Topological insulators let molecular wires grow longer

Research extends distance that current travels along organic molecules and opens a path to new types of tiny electronics

by Neil Savage, special to C&EN
February 22, 2023

 

An oligoemeraldine.

Scientists have long dreamed of making molecular electronics, building one-dimensional strings atom by atom to create new circuits even smaller than today’s tiniest silicon structures. Shrinking silicon circuits has led to vast increases in computer chip power, and molecular wires could be the next advance. One hurdle has been that molecular wires become insulating and stop carrying current after a very short distance, shorter than the length they’d need to be for most practical devices. Now, scientists have shown they can overcome that limit, making wires that carry current along more useful lengths (J. Am. Chem. Soc. 2023, DOI: 10.1021/jacs.2c12059).

The researchers accomplished this using one-dimensional topological insulators as their wires. A topological insulator is a material that conducts electricity only along its edges. Topological insulators have unusual electronic structures that provide new ways to control the flow of current. But the distance electricity travels is limited by gaps in the electronic structure of organic molecules used to build such 1D wires, says Latha Venkataraman, a chemist and applied physicist at Columbia University, who led the research. The previous greatest conductance distance she and her colleagues had achieved with a topological insulator, made in that case of bis(triarylamine), was 2.6 nm.

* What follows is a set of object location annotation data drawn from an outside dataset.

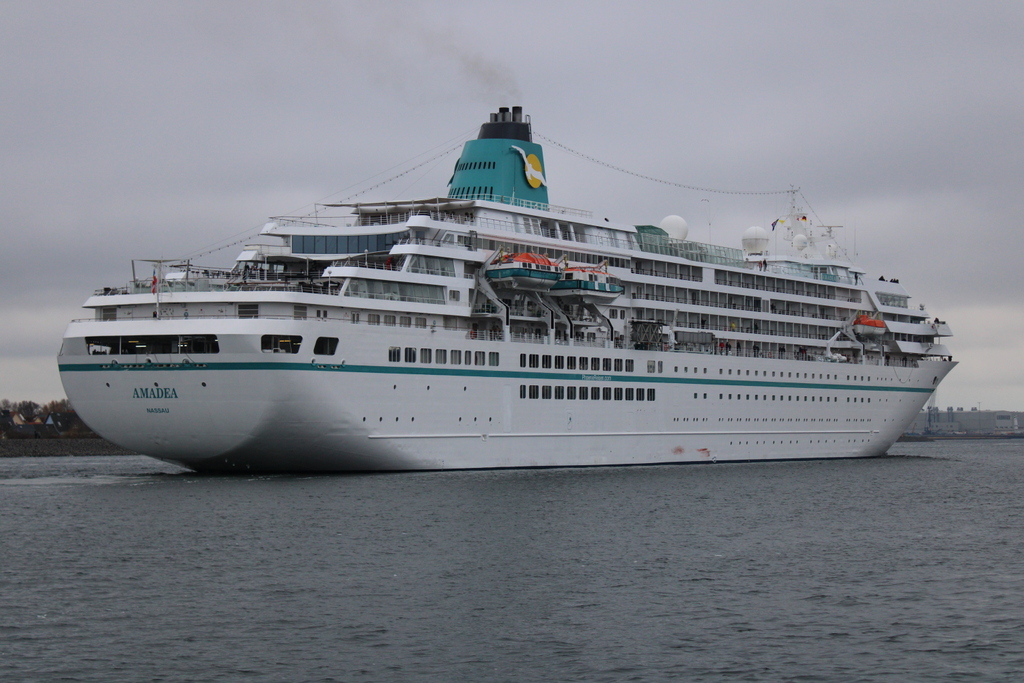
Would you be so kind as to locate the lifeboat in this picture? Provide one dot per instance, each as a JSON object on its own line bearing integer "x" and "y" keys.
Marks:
{"x": 868, "y": 327}
{"x": 593, "y": 283}
{"x": 524, "y": 270}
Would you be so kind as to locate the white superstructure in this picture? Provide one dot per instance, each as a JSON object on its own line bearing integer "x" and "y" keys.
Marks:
{"x": 492, "y": 329}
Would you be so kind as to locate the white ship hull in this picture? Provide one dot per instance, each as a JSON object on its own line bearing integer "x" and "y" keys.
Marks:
{"x": 356, "y": 412}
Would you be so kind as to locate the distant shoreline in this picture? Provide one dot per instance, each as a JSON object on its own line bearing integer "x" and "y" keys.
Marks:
{"x": 50, "y": 447}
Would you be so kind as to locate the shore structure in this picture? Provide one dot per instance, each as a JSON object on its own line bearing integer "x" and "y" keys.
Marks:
{"x": 491, "y": 329}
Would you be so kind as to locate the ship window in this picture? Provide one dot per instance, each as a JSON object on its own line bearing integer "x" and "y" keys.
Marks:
{"x": 326, "y": 346}
{"x": 281, "y": 343}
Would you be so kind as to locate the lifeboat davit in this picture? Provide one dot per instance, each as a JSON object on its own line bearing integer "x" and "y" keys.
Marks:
{"x": 868, "y": 327}
{"x": 593, "y": 283}
{"x": 524, "y": 270}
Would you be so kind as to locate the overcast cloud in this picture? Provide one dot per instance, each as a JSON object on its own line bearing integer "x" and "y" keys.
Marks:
{"x": 145, "y": 130}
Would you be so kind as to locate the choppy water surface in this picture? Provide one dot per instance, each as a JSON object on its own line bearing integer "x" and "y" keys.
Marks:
{"x": 898, "y": 568}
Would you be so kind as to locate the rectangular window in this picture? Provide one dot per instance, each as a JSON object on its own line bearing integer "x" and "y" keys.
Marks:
{"x": 281, "y": 343}
{"x": 326, "y": 346}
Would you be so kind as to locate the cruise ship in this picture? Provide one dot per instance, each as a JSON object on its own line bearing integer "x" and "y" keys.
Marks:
{"x": 492, "y": 329}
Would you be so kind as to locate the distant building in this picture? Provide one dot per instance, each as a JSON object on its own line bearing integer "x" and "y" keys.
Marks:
{"x": 957, "y": 422}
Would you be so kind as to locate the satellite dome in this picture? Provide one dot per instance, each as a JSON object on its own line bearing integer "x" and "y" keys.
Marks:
{"x": 676, "y": 226}
{"x": 755, "y": 240}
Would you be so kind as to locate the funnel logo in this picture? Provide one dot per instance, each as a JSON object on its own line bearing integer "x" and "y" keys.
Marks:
{"x": 531, "y": 167}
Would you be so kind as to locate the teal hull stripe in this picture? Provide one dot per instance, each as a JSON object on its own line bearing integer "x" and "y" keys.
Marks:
{"x": 452, "y": 372}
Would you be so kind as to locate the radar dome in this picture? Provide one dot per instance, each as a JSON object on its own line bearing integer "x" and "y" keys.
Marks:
{"x": 676, "y": 226}
{"x": 755, "y": 240}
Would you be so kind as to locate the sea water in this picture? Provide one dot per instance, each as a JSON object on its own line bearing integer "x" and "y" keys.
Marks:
{"x": 898, "y": 568}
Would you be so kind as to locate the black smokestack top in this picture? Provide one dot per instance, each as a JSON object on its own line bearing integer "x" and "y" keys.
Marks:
{"x": 507, "y": 125}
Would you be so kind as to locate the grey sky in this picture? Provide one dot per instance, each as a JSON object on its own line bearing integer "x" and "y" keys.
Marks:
{"x": 141, "y": 130}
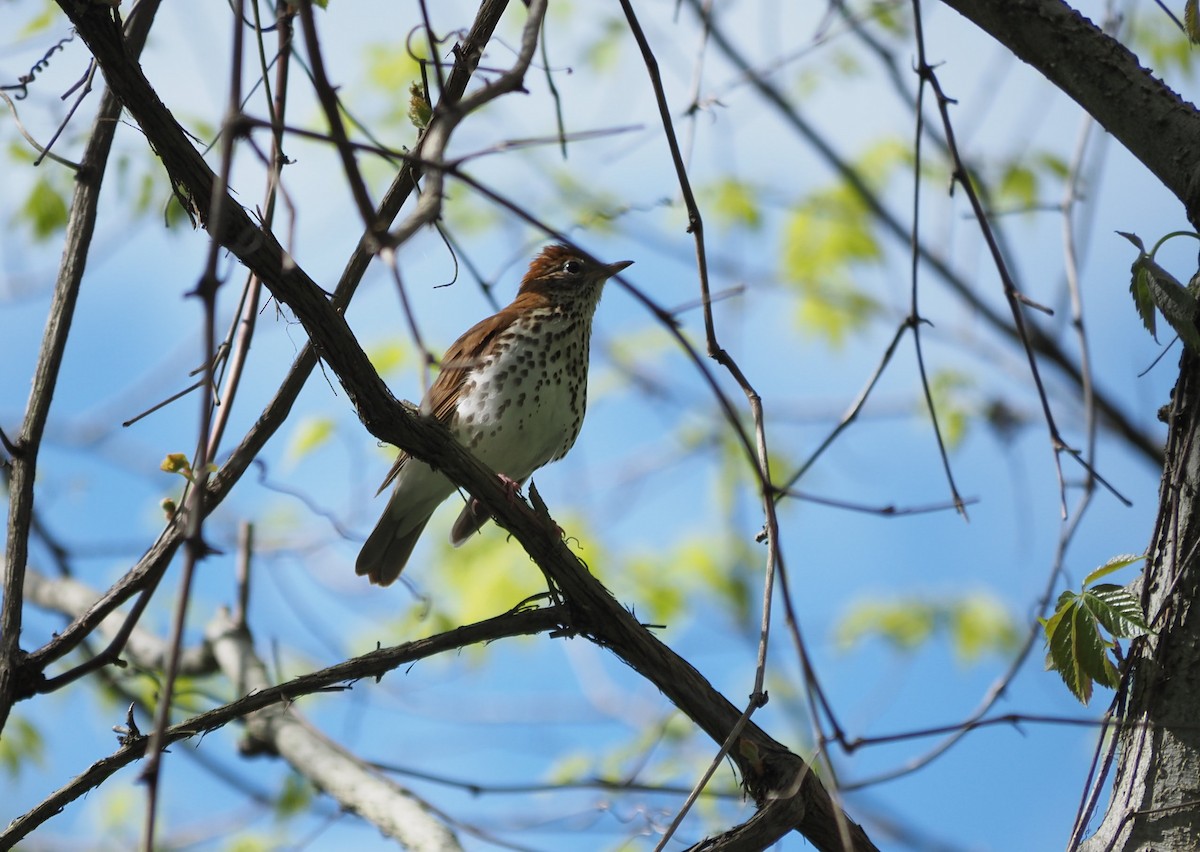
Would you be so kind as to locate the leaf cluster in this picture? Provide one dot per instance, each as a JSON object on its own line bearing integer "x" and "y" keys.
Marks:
{"x": 1077, "y": 647}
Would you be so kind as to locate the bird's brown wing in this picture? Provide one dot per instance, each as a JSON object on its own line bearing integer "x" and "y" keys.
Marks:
{"x": 460, "y": 359}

At the suggestion of fellow Columbia University chemist Colin Nuckolls, the team built their new wire using emeraldine, a particular arrangement of carbon, hydrogen, and nitrogen atoms. The structure of the molecule allowed them to place a radical—an unpaired electron—on the nitrogen atoms. Those radicals, which come in sets of two, act essentially as relays, providing a series of connections over which current could flow from one end of the wire to another.

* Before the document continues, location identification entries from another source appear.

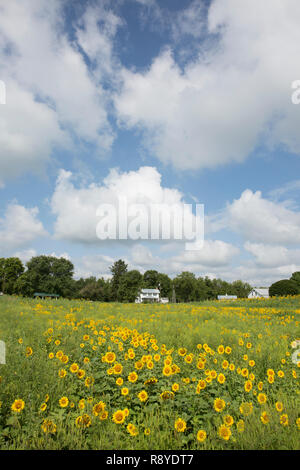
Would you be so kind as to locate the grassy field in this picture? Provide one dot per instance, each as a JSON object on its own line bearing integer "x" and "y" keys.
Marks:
{"x": 86, "y": 375}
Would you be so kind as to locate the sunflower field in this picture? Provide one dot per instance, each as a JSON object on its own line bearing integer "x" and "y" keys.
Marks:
{"x": 88, "y": 375}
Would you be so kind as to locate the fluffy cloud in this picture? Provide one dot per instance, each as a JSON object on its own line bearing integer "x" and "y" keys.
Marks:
{"x": 96, "y": 265}
{"x": 52, "y": 97}
{"x": 215, "y": 255}
{"x": 19, "y": 227}
{"x": 261, "y": 220}
{"x": 234, "y": 96}
{"x": 76, "y": 208}
{"x": 273, "y": 255}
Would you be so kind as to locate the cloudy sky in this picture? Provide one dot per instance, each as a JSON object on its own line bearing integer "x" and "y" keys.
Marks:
{"x": 159, "y": 101}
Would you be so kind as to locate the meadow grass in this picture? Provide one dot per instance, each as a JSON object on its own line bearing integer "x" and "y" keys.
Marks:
{"x": 222, "y": 367}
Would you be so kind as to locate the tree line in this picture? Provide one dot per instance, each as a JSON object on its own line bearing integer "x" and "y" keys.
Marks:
{"x": 51, "y": 275}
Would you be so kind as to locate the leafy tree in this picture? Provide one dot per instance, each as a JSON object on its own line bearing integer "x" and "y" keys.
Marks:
{"x": 151, "y": 279}
{"x": 283, "y": 288}
{"x": 10, "y": 270}
{"x": 241, "y": 289}
{"x": 47, "y": 274}
{"x": 129, "y": 286}
{"x": 165, "y": 285}
{"x": 118, "y": 269}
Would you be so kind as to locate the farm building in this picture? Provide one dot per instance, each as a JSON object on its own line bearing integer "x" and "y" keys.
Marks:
{"x": 150, "y": 295}
{"x": 259, "y": 292}
{"x": 227, "y": 297}
{"x": 43, "y": 295}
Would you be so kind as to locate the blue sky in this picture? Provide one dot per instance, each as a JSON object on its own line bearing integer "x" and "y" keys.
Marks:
{"x": 166, "y": 100}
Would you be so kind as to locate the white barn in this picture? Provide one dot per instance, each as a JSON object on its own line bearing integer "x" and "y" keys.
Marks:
{"x": 259, "y": 292}
{"x": 227, "y": 297}
{"x": 148, "y": 295}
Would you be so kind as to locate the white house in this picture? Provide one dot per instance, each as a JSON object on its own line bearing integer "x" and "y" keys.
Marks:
{"x": 259, "y": 292}
{"x": 150, "y": 295}
{"x": 227, "y": 297}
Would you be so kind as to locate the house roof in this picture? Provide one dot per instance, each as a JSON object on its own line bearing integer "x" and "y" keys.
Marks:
{"x": 149, "y": 291}
{"x": 221, "y": 297}
{"x": 43, "y": 294}
{"x": 261, "y": 290}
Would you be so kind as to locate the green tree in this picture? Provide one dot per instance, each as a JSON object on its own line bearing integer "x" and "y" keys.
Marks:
{"x": 241, "y": 289}
{"x": 118, "y": 269}
{"x": 165, "y": 285}
{"x": 185, "y": 286}
{"x": 48, "y": 274}
{"x": 283, "y": 288}
{"x": 10, "y": 270}
{"x": 129, "y": 286}
{"x": 151, "y": 279}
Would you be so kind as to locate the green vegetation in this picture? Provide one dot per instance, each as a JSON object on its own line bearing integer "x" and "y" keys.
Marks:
{"x": 226, "y": 368}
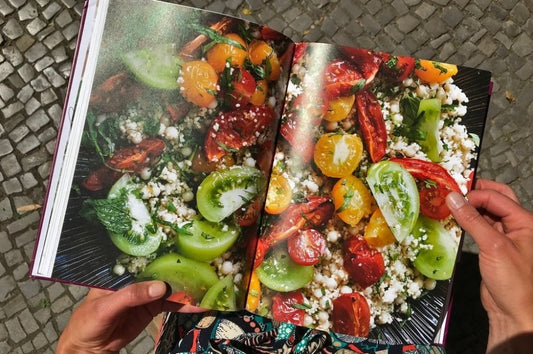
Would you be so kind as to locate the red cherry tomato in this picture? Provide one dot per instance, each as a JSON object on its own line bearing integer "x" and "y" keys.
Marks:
{"x": 364, "y": 264}
{"x": 182, "y": 297}
{"x": 306, "y": 247}
{"x": 284, "y": 310}
{"x": 397, "y": 67}
{"x": 342, "y": 79}
{"x": 351, "y": 315}
{"x": 433, "y": 202}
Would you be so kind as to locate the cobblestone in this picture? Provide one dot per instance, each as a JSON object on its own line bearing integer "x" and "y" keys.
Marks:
{"x": 37, "y": 41}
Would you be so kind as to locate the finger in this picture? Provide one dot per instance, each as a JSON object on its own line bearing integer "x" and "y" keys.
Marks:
{"x": 132, "y": 296}
{"x": 504, "y": 189}
{"x": 473, "y": 223}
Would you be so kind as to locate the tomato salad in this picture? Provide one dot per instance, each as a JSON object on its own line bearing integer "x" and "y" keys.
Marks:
{"x": 183, "y": 140}
{"x": 356, "y": 225}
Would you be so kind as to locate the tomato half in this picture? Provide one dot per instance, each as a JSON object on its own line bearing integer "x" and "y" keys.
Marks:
{"x": 338, "y": 155}
{"x": 306, "y": 247}
{"x": 433, "y": 201}
{"x": 351, "y": 315}
{"x": 364, "y": 264}
{"x": 285, "y": 307}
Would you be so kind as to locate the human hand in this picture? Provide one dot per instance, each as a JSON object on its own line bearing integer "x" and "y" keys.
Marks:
{"x": 503, "y": 230}
{"x": 106, "y": 320}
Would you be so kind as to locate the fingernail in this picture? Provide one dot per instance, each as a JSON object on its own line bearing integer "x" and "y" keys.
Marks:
{"x": 455, "y": 200}
{"x": 157, "y": 289}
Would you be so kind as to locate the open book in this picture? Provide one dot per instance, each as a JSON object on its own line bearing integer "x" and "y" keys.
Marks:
{"x": 300, "y": 181}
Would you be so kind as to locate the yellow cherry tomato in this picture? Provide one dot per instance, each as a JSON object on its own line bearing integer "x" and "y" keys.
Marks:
{"x": 338, "y": 155}
{"x": 198, "y": 83}
{"x": 254, "y": 293}
{"x": 260, "y": 53}
{"x": 352, "y": 200}
{"x": 221, "y": 52}
{"x": 258, "y": 98}
{"x": 279, "y": 195}
{"x": 339, "y": 108}
{"x": 377, "y": 232}
{"x": 431, "y": 71}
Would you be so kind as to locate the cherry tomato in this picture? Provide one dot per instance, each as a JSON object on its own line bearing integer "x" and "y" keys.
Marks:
{"x": 432, "y": 71}
{"x": 352, "y": 200}
{"x": 260, "y": 53}
{"x": 396, "y": 67}
{"x": 198, "y": 83}
{"x": 299, "y": 121}
{"x": 364, "y": 264}
{"x": 306, "y": 247}
{"x": 182, "y": 297}
{"x": 240, "y": 89}
{"x": 339, "y": 108}
{"x": 260, "y": 93}
{"x": 254, "y": 293}
{"x": 342, "y": 79}
{"x": 219, "y": 55}
{"x": 338, "y": 155}
{"x": 284, "y": 309}
{"x": 433, "y": 201}
{"x": 377, "y": 232}
{"x": 351, "y": 315}
{"x": 279, "y": 195}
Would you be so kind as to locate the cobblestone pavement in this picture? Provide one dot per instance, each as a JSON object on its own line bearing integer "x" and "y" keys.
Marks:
{"x": 37, "y": 40}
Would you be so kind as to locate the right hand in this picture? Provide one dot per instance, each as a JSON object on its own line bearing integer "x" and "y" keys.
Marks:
{"x": 503, "y": 231}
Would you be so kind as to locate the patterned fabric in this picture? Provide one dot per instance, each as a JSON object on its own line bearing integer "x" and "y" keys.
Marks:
{"x": 245, "y": 333}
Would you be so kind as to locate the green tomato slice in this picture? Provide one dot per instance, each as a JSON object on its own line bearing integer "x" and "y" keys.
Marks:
{"x": 157, "y": 67}
{"x": 221, "y": 296}
{"x": 182, "y": 274}
{"x": 436, "y": 258}
{"x": 223, "y": 192}
{"x": 428, "y": 126}
{"x": 143, "y": 237}
{"x": 396, "y": 194}
{"x": 280, "y": 273}
{"x": 204, "y": 240}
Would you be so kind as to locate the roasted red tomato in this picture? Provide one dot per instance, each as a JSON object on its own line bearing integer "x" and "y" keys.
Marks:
{"x": 306, "y": 247}
{"x": 364, "y": 264}
{"x": 351, "y": 315}
{"x": 367, "y": 61}
{"x": 396, "y": 67}
{"x": 372, "y": 124}
{"x": 342, "y": 78}
{"x": 299, "y": 120}
{"x": 236, "y": 129}
{"x": 433, "y": 201}
{"x": 285, "y": 307}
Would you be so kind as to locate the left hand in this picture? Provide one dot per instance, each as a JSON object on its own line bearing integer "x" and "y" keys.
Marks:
{"x": 106, "y": 320}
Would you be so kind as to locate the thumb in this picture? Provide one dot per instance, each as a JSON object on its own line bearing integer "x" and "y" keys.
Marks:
{"x": 473, "y": 222}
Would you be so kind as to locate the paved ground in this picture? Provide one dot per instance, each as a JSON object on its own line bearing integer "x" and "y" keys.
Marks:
{"x": 37, "y": 39}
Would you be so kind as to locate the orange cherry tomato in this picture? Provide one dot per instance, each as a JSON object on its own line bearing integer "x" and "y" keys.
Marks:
{"x": 377, "y": 232}
{"x": 218, "y": 56}
{"x": 352, "y": 200}
{"x": 254, "y": 293}
{"x": 338, "y": 155}
{"x": 279, "y": 195}
{"x": 262, "y": 54}
{"x": 351, "y": 315}
{"x": 431, "y": 71}
{"x": 339, "y": 108}
{"x": 261, "y": 90}
{"x": 198, "y": 83}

The new wire carried current over a length of almost 5 nm. “That’s almost getting to the length scales where current devices based on silicon are being made” she says. The wires could be made longer to carry current over greater distances, but the synthesis process for adding each new pair of radicals is complex with many steps, so the team stopped after demonstrating that the addition of radicals worked.

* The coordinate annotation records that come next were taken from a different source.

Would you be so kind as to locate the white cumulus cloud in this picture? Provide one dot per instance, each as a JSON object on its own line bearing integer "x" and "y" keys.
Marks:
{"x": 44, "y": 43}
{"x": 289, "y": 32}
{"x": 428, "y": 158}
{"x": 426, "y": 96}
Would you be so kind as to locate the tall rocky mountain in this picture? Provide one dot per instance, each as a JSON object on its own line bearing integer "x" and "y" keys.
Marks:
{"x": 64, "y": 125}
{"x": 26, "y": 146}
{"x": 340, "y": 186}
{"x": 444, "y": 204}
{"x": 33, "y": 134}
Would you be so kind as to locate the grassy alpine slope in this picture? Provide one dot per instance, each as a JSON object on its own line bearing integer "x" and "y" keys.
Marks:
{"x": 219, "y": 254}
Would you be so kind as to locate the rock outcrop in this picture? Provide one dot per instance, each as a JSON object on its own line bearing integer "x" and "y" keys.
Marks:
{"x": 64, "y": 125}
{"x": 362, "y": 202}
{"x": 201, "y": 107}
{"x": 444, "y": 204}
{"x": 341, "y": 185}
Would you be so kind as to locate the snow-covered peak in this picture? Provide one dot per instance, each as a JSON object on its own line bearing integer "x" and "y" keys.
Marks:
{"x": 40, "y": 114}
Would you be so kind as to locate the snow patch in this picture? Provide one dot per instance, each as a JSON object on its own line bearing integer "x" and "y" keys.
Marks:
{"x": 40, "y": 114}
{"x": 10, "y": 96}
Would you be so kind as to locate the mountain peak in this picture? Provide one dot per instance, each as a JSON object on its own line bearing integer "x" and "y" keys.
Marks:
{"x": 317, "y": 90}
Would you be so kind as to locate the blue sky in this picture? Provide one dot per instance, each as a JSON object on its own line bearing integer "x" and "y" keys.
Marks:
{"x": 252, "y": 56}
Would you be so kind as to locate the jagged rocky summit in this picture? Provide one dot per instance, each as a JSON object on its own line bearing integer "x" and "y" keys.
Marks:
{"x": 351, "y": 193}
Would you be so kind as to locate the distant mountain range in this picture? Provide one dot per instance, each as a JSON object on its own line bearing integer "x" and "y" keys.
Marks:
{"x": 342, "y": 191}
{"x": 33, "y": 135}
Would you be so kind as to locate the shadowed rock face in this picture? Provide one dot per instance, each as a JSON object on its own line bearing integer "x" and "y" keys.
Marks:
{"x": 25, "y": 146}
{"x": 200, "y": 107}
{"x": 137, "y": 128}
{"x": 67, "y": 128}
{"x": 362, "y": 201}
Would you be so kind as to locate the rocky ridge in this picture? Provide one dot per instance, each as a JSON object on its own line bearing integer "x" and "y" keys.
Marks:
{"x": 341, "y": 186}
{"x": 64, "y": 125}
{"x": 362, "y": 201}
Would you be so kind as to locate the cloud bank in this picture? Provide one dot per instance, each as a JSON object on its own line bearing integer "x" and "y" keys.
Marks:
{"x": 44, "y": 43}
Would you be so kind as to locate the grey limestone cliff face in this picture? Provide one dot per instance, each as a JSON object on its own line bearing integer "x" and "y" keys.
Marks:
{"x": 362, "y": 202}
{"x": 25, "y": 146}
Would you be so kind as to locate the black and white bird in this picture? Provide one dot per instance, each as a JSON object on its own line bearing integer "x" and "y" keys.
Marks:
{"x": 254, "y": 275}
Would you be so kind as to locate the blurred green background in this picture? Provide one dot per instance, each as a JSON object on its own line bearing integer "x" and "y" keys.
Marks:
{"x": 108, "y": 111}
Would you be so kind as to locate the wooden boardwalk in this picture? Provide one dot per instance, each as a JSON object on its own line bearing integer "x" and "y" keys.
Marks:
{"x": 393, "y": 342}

The chemists tested their molecular wire and found they could drive a current of more than a microampere over the almost 5-nm length, comparable to the ability of a carbon nanotube. “We can get really high currents through very long molecules, which hadn’t been done before,” Venkataraman says.

Other molecules will work as well, she says, as long as their structure allows them to hold radicals. In some cases, the radicals might be placed on carbon atoms rather than nitrogen.

Nuckolls says these molecular wires can form the basis of many electronic components, including switches, actuators, sensors, and light emitters. They could also be used to link molecular devices together, which would avoid the difficulty of forming those links with metal leads.

Judy Cha, a professor of materials science and engineering at Cornell University, says there’s a long road from this demonstration to actually making practical devices with such molecular wires. A device designer who wants to integrate such wires into nanoelectronic circuits, she says, “needs to think about processing temperatures, heat management, integrability with other materials, oxidation, etc.” That’s too much to ask for at this stage, she says, but those factors will need to be considered eventually.